Als Gordon-Reflex kennt die Neurologie einen krankhaften Reflex der Zehen, der symptomatisch im Rahmen von neurologischen Erkrankungen auftreten kann. Die reflexhafte Bewegung wird auch Zehenzeichen, Gordon-Scharfer-Reflex oder Wadenreflex genannt und ist an den einzelnen Fußgliedern zu beobachten.
Der Arzt löst die Reflexbewegung aus, indem er die Waden des Patienten knetet. Die Großzehe streckt sich daraufhin unwillkürlich nach oben, während die anderen Zehenglieder Greifbewegungen ausführen.
Der Gordon-Reflex wird zu den Pyramidenbahnzeichen gerechnet und ist ein Hinweis auf Läsionen der zentralen Motoneurone. Bei diesen Neuronen handelt es sich um motorische Schaltstellen im zentralen Nervensystem, die für die Motorik verantwortlich sind.
Pyramidenbahnzeichen beziehen sich auf die Pyramidenbahnen des Rückenmarks. Diese motorischen und zentralnervensystemischen Bahnen sitzen im Rückenmarkvorderhorn und steuern vor allem willkürliche Bewegungen, aber auch Reflexbewegungen.

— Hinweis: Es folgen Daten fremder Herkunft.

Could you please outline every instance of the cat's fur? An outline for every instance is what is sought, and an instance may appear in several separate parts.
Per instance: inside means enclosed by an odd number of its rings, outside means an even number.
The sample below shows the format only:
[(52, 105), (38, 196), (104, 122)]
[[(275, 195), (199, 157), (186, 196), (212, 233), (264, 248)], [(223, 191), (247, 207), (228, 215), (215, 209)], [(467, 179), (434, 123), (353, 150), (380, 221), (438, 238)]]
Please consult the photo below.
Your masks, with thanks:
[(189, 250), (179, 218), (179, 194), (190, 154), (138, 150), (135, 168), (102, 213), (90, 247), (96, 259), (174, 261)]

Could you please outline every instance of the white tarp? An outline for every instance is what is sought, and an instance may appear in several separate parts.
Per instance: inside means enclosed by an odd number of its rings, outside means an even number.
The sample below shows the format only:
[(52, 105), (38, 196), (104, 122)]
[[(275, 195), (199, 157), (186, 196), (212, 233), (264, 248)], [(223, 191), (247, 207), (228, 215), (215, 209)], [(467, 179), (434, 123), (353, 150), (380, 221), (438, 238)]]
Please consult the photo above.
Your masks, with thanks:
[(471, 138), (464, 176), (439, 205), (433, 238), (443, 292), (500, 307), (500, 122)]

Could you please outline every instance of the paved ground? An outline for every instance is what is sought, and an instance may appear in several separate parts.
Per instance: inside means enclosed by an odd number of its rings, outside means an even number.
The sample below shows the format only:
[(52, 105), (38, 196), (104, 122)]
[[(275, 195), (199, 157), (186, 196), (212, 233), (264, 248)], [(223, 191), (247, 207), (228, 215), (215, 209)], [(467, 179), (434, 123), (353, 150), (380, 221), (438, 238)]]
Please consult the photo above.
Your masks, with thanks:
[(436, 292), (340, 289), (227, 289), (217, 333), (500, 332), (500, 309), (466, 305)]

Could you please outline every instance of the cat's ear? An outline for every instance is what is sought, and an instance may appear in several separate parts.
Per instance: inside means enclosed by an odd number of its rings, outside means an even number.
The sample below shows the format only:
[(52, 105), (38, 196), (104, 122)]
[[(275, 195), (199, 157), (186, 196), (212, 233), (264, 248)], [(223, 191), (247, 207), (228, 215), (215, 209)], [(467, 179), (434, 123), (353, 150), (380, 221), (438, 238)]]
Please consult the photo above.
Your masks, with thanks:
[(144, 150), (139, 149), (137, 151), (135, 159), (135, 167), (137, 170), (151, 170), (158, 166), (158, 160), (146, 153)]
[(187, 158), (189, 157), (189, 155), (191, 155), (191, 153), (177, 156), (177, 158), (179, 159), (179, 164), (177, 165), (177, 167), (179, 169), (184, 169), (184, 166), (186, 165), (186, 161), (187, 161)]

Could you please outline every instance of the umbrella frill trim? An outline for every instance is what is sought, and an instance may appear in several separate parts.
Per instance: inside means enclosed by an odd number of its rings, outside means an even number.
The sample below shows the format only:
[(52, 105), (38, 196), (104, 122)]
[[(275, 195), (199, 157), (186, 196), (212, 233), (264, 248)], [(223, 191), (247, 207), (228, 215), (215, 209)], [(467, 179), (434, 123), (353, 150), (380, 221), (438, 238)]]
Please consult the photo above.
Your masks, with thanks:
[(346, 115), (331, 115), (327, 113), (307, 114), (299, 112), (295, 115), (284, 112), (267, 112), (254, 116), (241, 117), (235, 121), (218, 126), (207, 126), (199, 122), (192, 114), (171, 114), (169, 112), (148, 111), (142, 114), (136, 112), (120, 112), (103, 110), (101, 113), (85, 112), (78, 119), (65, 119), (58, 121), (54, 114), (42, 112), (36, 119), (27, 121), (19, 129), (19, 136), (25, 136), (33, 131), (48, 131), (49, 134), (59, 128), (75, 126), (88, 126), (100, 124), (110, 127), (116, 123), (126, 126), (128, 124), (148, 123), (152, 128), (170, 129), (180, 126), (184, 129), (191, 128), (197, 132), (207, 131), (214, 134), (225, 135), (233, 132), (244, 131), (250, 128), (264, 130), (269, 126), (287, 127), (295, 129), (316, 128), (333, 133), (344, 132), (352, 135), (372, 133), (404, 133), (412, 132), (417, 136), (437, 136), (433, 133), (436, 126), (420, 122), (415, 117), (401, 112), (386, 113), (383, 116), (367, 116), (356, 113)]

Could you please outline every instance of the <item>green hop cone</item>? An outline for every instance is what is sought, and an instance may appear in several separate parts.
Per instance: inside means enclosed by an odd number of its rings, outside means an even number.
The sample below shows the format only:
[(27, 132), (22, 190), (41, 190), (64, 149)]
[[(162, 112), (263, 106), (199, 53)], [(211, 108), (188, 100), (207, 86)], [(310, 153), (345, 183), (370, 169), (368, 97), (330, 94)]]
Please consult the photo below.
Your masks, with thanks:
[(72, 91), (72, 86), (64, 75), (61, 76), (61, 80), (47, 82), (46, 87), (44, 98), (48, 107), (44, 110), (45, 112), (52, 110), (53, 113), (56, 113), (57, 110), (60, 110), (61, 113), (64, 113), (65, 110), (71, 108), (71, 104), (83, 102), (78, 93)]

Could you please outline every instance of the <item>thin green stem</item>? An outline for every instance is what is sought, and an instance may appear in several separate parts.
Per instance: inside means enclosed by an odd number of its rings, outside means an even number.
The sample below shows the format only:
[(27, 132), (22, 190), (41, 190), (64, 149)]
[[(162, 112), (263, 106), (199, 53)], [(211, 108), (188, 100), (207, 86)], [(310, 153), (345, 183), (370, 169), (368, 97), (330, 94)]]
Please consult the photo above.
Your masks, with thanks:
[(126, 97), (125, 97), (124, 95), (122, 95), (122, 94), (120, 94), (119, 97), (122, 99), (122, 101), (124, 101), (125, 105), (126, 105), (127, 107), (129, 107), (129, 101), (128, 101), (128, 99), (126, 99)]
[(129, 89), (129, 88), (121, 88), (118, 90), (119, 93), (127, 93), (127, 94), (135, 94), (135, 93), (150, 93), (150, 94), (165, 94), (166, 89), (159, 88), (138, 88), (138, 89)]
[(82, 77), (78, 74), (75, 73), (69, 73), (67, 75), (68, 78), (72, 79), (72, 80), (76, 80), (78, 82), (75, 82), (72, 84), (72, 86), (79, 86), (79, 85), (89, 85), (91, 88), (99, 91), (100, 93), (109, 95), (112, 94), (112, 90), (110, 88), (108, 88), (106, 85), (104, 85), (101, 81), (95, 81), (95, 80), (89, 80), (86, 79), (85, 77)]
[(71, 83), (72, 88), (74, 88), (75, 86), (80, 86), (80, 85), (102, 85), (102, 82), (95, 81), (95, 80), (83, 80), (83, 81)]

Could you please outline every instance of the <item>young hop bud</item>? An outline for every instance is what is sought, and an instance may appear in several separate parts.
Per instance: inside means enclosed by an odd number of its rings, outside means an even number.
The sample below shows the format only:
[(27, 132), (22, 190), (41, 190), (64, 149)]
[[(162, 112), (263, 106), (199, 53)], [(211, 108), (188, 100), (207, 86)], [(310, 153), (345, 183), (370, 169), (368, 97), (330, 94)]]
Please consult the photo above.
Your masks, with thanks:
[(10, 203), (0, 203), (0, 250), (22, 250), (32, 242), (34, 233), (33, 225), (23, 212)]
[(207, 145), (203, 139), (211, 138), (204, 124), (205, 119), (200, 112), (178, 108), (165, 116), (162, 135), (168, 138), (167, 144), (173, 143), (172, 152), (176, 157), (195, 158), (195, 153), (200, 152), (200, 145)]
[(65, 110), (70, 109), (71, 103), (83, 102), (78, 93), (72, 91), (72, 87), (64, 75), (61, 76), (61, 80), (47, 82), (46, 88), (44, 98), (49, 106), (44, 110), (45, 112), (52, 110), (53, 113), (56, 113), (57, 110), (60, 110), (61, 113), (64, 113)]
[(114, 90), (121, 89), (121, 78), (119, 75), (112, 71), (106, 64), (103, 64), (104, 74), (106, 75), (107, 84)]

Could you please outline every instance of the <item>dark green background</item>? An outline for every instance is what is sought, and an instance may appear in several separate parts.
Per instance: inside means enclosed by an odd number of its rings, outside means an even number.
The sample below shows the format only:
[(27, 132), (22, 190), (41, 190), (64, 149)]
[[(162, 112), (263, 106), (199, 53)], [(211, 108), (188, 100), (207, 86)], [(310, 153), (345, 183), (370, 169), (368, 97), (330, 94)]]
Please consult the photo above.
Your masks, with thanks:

Der Gordon-Reflex wurde nach seinem Erstbeschreiber Alfred Gordon benannt. Dieser US-amerikanische Neurologe spekulierte im 20. Jahrhundert über den pathologischen Wert der Reflexbewegung beim Erwachsenen.
Funktion & Aufgabe
Die Pyramidenbahnen des Rückenmarkvorderhorns sind Efferenzen. Als efferente Bahnen leiten sie Informationen durch bioelektrische Impulse aus dem zentralen Nervensystem zu Erfolgsorganen im Körper. Bei den motorischen Nervenbahnen sind die Muskeln der Skelettmuskulatur die Erfolgsorgange. So erhalten die Muskelfasern den Auftrag zur Bewegung.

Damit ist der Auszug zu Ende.